A cada nova campanha de vacinação contra a gripe, um velho problema reaparece com força nas redes sociais: a desinformação. Vídeos alarmistas que circulam em aplicativos de mensagens e plataformas digitais têm espalhado medo ao sugerir, sem qualquer evidência científica, que a vacina da influenza estaria associada à morte de idosos. Diante desse cenário, a Secretaria de Estado de Saúde do Rio de Janeiro (SES-RJ) faz um alerta para que a população tenha cuidado com as notícias falsas.
A Estratégia Nacional de Vacinação contra a Influenza começou em 28 de março nas regiões Nordeste, Centro-Oeste, Sul e Sudeste, período estratégico para proteger a população antes do aumento da circulação do vírus. No estado do Rio de Janeiro, o foco está especialmente nos idosos, grupo mais vulnerável às complicações da doença.
“A vacina contra a influenza é segura e amplamente recomendada para pessoas com mais de 60 anos. Isso porque, com o avanço da idade, o sistema imunológico se torna mais frágil, o que aumenta o risco de agravamento em caso de infecção. Além disso, doenças crônicas comuns nessa faixa etária, como diabetes e hipertensão, podem piorar significativamente diante de um quadro de gripe.
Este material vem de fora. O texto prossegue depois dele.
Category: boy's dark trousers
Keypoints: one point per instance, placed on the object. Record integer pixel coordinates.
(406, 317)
Existe todo um processo rigoroso para garantir a segurança desse imunizante e proteger a população”, afirma a gerente de Imunização da SES-RJ, Keli Magno.
A gestora explica que os idosos são prioridade porque têm maior risco de complicações, internações e óbitos. “A vacinação reduz esses impactos e salva vidas”, destaca a gerente. Outro ponto frequentemente distorcido por boatos são os efeitos após a aplicação. “As reações mais comuns são leves e passageiras, como dor no local da aplicação, febre baixa, dor no corpo ou mal-estar em geral. Essas reações costumam desaparecer em até 48 horas e indicam que o organismo está respondendo à vacina. Eventos graves são raros”, explica.
Mas, afinal, por que surgem relatos associando a vacina a mortes?
A explicação passa por um conceito técnico conhecido como coincidência temporal. Os eventos de saúde, como internações ou até óbitos, ocorrem diariamente. Ou seja, mesmo durante as campanhas de vacinação em massa, esses casos acontecem por coincidência no tempo, sem relação de causa e efeito com a vacinação.
“Não há casos de morte causados pela vacina da influenza no estado. O que eventualmente ocorre é a coincidência temporal, quando o evento acontece após a vacinação, mas por outro motivo”, esclarece a gerente.
No estado do Rio de Janeiro, esse tipo de situação é monitorado de forma rigorosa. Até o momento, em 2026, foram registradas 299 notificações de eventos adversos após a vacinação contra a influenza. A maioria é de casos leves. Houve dois registros de óbito, mas ambos foram investigados e descartados como relacionados à vacina.
“Todo caso é investigado com critério técnico, incluindo análise clínica, histórico de saúde e exames. Não há qualquer evidência de relação causal de óbitos com a vacina”, reforça a gerente Keli Magno.
Enquanto isso, o risco real de não se vacinar segue sendo muitas vezes ignorado. A influenza pode provocar complicações respiratórias graves, levar à internação e até à morte, especialmente entre idosos. A vacinação é a principal forma de prevenção e redução desses desfechos.
“Diante do avanço das fake news, a orientação da SES-RJ é que a população redobre a atenção antes de compartilhar qualquer conteúdo. Mensagens alarmistas, sem fonte ou que apelam para o medo devem ser vistas com cautela. É fundamental buscar informações em fontes oficiais. Compartilhar conteúdos falsos pode prejudicar a adesão à vacinação e colocar vidas em risco”, alerta.
A pasta também faz um apelo direto aos idosos e seus familiares: “é fundamental procurar a unidade de saúde mais próxima e se vacinar o quanto antes. A dose é única, gratuita e continua sendo uma das ferramentas mais eficazes para salvar vidas”, garante a gerente da SES-RJ.